Hey Crusin. That's about the neatest VW bug installation I've seen. Great work.

Ok, I'm confused on some of your points above.

- The AC motor is noisier than the DC? I would have guessed the other way around. I have a fairly large 3PH AC motor in the garage and it's dead quiet.

- AC shouldn't be used with clutchless setups? I certainly thought the exact opposite. Is it because the regen drags down the shifter? If so, this is another good reason for never, ever regen on decel but only proportional to brake pedal application (which the controller supports).

I'm sounding like a broken record but, got 0-60 figures for each DC vs AC setups? I know it's apples and oranges since one's 2kA and the other 650A. Did you have to change the bus voltage as well?

IMHO, this conversion seemed unnecessary for the most part since you're losing power for little gain but I appreciate your going the extra mile to use what you sell, thanks. Please keep the thread updated with differences between the two system. For example, how much quicker, if any, can you pass on the highway now with the AC system?

JR


----------



## cruisin (Jun 3, 2009)

You made a good point and that is that a clutchless needs to have 0 regeneration on throttle off. I will reprogram the controller and see if
that solves the clutchless shifting problem.
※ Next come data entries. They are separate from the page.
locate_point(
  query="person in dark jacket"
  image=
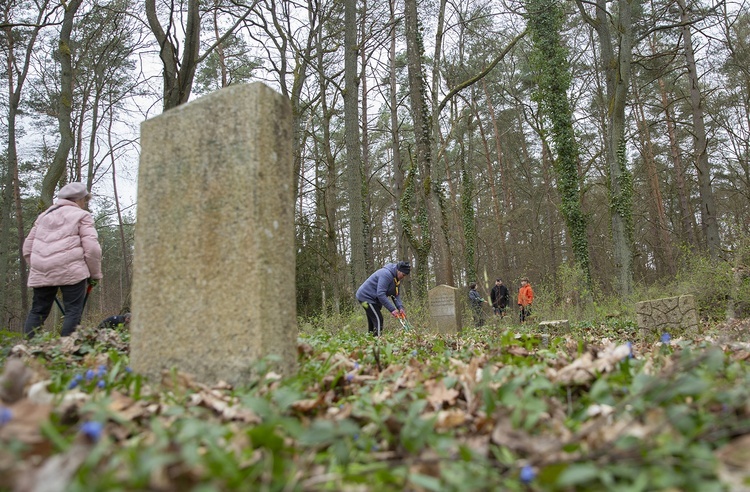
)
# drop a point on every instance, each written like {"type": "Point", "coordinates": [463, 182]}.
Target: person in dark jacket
{"type": "Point", "coordinates": [500, 297]}
{"type": "Point", "coordinates": [476, 302]}
{"type": "Point", "coordinates": [115, 321]}
{"type": "Point", "coordinates": [375, 292]}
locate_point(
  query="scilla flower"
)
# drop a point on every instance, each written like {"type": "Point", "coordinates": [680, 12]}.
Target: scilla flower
{"type": "Point", "coordinates": [92, 430]}
{"type": "Point", "coordinates": [527, 474]}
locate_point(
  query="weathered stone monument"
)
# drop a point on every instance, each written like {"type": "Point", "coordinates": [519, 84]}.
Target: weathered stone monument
{"type": "Point", "coordinates": [214, 266]}
{"type": "Point", "coordinates": [673, 315]}
{"type": "Point", "coordinates": [446, 311]}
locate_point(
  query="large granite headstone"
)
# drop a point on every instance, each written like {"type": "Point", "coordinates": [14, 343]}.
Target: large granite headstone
{"type": "Point", "coordinates": [446, 311]}
{"type": "Point", "coordinates": [214, 266]}
{"type": "Point", "coordinates": [673, 315]}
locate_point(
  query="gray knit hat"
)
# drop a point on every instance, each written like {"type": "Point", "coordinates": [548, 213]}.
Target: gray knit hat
{"type": "Point", "coordinates": [73, 191]}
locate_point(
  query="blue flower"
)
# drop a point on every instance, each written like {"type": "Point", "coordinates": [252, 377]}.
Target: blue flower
{"type": "Point", "coordinates": [527, 474]}
{"type": "Point", "coordinates": [5, 415]}
{"type": "Point", "coordinates": [92, 430]}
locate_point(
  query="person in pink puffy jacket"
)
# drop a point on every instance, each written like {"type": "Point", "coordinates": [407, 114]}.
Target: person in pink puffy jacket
{"type": "Point", "coordinates": [64, 254]}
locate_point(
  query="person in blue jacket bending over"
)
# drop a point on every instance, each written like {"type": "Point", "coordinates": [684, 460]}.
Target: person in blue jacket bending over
{"type": "Point", "coordinates": [375, 292]}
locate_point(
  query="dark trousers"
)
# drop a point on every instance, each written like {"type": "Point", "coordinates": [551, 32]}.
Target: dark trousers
{"type": "Point", "coordinates": [73, 299]}
{"type": "Point", "coordinates": [525, 313]}
{"type": "Point", "coordinates": [374, 319]}
{"type": "Point", "coordinates": [478, 315]}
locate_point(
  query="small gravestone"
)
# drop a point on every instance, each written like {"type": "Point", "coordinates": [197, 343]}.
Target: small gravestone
{"type": "Point", "coordinates": [445, 309]}
{"type": "Point", "coordinates": [214, 267]}
{"type": "Point", "coordinates": [559, 324]}
{"type": "Point", "coordinates": [673, 315]}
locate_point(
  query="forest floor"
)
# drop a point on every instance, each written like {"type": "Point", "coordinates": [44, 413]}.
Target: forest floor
{"type": "Point", "coordinates": [494, 408]}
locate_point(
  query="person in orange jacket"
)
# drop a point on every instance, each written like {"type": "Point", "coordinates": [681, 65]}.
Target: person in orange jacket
{"type": "Point", "coordinates": [525, 298]}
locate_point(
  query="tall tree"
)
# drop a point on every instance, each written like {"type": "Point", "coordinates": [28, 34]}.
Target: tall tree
{"type": "Point", "coordinates": [549, 61]}
{"type": "Point", "coordinates": [358, 241]}
{"type": "Point", "coordinates": [18, 59]}
{"type": "Point", "coordinates": [430, 184]}
{"type": "Point", "coordinates": [709, 221]}
{"type": "Point", "coordinates": [615, 30]}
{"type": "Point", "coordinates": [64, 106]}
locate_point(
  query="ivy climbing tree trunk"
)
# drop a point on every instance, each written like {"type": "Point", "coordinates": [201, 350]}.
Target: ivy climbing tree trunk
{"type": "Point", "coordinates": [552, 73]}
{"type": "Point", "coordinates": [617, 68]}
{"type": "Point", "coordinates": [430, 184]}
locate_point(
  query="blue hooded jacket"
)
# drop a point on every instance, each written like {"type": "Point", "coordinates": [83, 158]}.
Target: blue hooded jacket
{"type": "Point", "coordinates": [381, 285]}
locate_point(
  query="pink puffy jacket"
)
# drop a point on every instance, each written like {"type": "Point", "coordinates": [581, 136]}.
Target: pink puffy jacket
{"type": "Point", "coordinates": [63, 247]}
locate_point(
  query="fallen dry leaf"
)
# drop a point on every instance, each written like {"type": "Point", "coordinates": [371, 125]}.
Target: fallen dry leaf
{"type": "Point", "coordinates": [438, 394]}
{"type": "Point", "coordinates": [13, 380]}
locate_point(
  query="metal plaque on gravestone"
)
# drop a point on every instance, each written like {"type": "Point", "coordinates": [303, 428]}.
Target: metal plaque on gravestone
{"type": "Point", "coordinates": [214, 266]}
{"type": "Point", "coordinates": [445, 309]}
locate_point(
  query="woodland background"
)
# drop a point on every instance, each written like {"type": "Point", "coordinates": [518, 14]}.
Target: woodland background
{"type": "Point", "coordinates": [598, 147]}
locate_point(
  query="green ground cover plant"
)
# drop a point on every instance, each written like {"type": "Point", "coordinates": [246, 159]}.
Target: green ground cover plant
{"type": "Point", "coordinates": [495, 408]}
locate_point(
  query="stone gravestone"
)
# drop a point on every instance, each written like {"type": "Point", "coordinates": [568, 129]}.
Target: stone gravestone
{"type": "Point", "coordinates": [445, 309]}
{"type": "Point", "coordinates": [552, 326]}
{"type": "Point", "coordinates": [214, 265]}
{"type": "Point", "coordinates": [672, 315]}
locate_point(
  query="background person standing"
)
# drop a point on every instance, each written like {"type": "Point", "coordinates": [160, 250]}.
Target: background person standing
{"type": "Point", "coordinates": [525, 299]}
{"type": "Point", "coordinates": [63, 253]}
{"type": "Point", "coordinates": [476, 302]}
{"type": "Point", "coordinates": [500, 297]}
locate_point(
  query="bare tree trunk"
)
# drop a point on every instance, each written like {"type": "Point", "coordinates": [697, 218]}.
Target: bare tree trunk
{"type": "Point", "coordinates": [700, 142]}
{"type": "Point", "coordinates": [65, 107]}
{"type": "Point", "coordinates": [617, 68]}
{"type": "Point", "coordinates": [177, 73]}
{"type": "Point", "coordinates": [423, 137]}
{"type": "Point", "coordinates": [353, 149]}
{"type": "Point", "coordinates": [398, 169]}
{"type": "Point", "coordinates": [125, 277]}
{"type": "Point", "coordinates": [16, 76]}
{"type": "Point", "coordinates": [662, 243]}
{"type": "Point", "coordinates": [686, 214]}
{"type": "Point", "coordinates": [499, 213]}
{"type": "Point", "coordinates": [365, 188]}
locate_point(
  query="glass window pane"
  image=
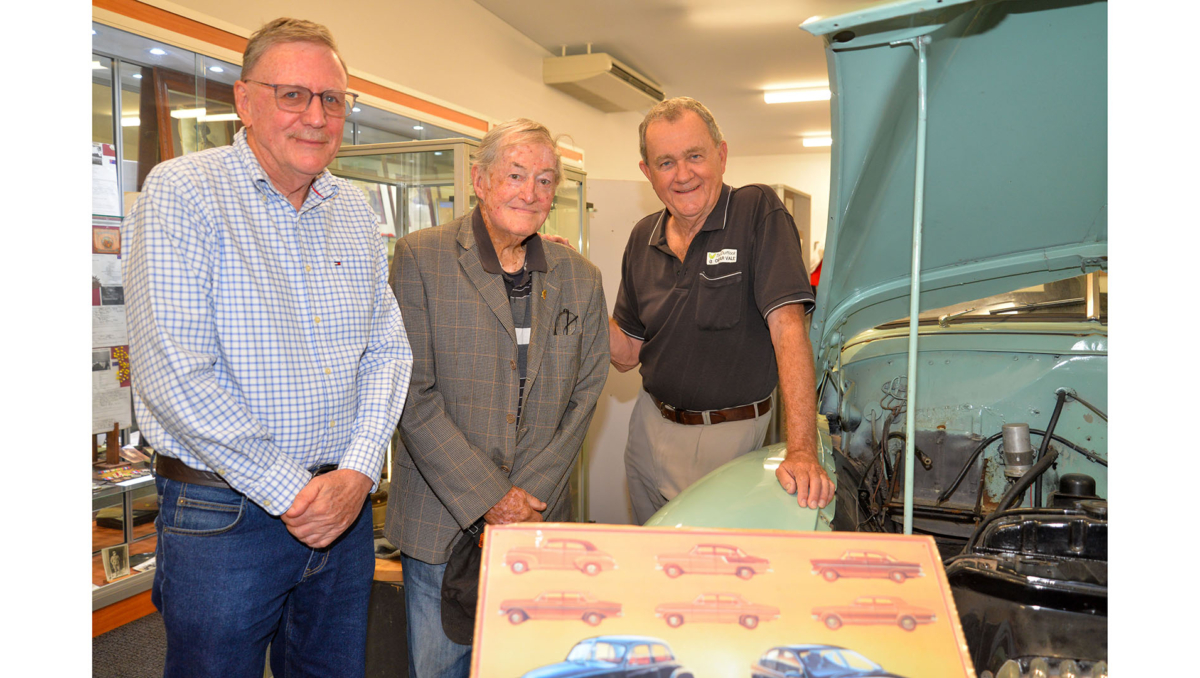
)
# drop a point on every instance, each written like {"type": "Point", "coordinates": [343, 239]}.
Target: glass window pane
{"type": "Point", "coordinates": [133, 135]}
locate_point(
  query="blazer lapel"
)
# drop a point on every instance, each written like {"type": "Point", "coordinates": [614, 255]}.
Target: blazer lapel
{"type": "Point", "coordinates": [543, 323]}
{"type": "Point", "coordinates": [490, 287]}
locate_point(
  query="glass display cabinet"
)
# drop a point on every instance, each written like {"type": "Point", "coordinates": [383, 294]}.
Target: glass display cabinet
{"type": "Point", "coordinates": [414, 185]}
{"type": "Point", "coordinates": [123, 521]}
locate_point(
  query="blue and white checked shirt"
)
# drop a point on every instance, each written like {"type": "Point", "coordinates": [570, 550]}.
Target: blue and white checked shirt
{"type": "Point", "coordinates": [263, 341]}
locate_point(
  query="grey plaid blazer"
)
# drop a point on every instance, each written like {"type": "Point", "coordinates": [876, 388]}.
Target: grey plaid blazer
{"type": "Point", "coordinates": [462, 450]}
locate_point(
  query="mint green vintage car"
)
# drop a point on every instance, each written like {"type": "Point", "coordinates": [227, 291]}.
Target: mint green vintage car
{"type": "Point", "coordinates": [975, 135]}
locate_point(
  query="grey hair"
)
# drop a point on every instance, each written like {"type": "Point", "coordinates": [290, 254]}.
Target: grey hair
{"type": "Point", "coordinates": [515, 133]}
{"type": "Point", "coordinates": [671, 111]}
{"type": "Point", "coordinates": [283, 30]}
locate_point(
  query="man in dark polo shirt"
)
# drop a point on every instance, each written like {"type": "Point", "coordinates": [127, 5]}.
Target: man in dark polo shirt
{"type": "Point", "coordinates": [712, 304]}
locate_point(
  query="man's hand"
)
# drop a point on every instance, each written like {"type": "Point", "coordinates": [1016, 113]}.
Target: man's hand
{"type": "Point", "coordinates": [516, 507]}
{"type": "Point", "coordinates": [558, 239]}
{"type": "Point", "coordinates": [327, 505]}
{"type": "Point", "coordinates": [624, 352]}
{"type": "Point", "coordinates": [801, 474]}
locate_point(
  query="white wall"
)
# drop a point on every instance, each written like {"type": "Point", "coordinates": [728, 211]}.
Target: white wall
{"type": "Point", "coordinates": [804, 172]}
{"type": "Point", "coordinates": [456, 52]}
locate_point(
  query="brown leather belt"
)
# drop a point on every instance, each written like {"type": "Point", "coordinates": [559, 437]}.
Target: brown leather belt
{"type": "Point", "coordinates": [174, 469]}
{"type": "Point", "coordinates": [693, 418]}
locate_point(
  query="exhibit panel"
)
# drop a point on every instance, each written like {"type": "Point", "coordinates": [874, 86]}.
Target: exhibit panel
{"type": "Point", "coordinates": [625, 600]}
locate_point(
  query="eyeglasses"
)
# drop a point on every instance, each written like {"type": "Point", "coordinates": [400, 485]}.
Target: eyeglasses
{"type": "Point", "coordinates": [295, 99]}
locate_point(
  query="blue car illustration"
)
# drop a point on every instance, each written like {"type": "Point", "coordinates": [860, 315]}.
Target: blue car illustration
{"type": "Point", "coordinates": [627, 657]}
Also, the noise is in the very low RPM under high power and of course in regeneration at very low speeds. The real advantage in tis setup is the controller which does a much better job than the kelly. I found the Kelly's control of the motor at lstart up was unpredictable and harsh. After getting a better feel of the AC I will report back on the differances, but would recommend this setup to anybody contemplating a conversion.


----------



## corbin (Apr 6, 2010)

Nice work, Al! I really need to make a trip out to Livermore sometime to check out your car. Especially now that you have this update to the system.

I never did end up installing a blower on my Warp9; it gets warm (80C on hot days and long drive), but seems to be okay.

-corbin


----------



## etischer (Jun 16, 2008)

Nice clean installation, I wouldn't mind trekking out to Livermore to check it out too! How does 0-60 compare DC vs. AC?


----------



## EscapeVelocity (Nov 12, 2010)

You said the AC system seems to use less power. Do you have any Wh/Mile numbers that you can share from the two implementations?


----------



## garyhgaryh (Feb 25, 2010)

Very Nice.


----------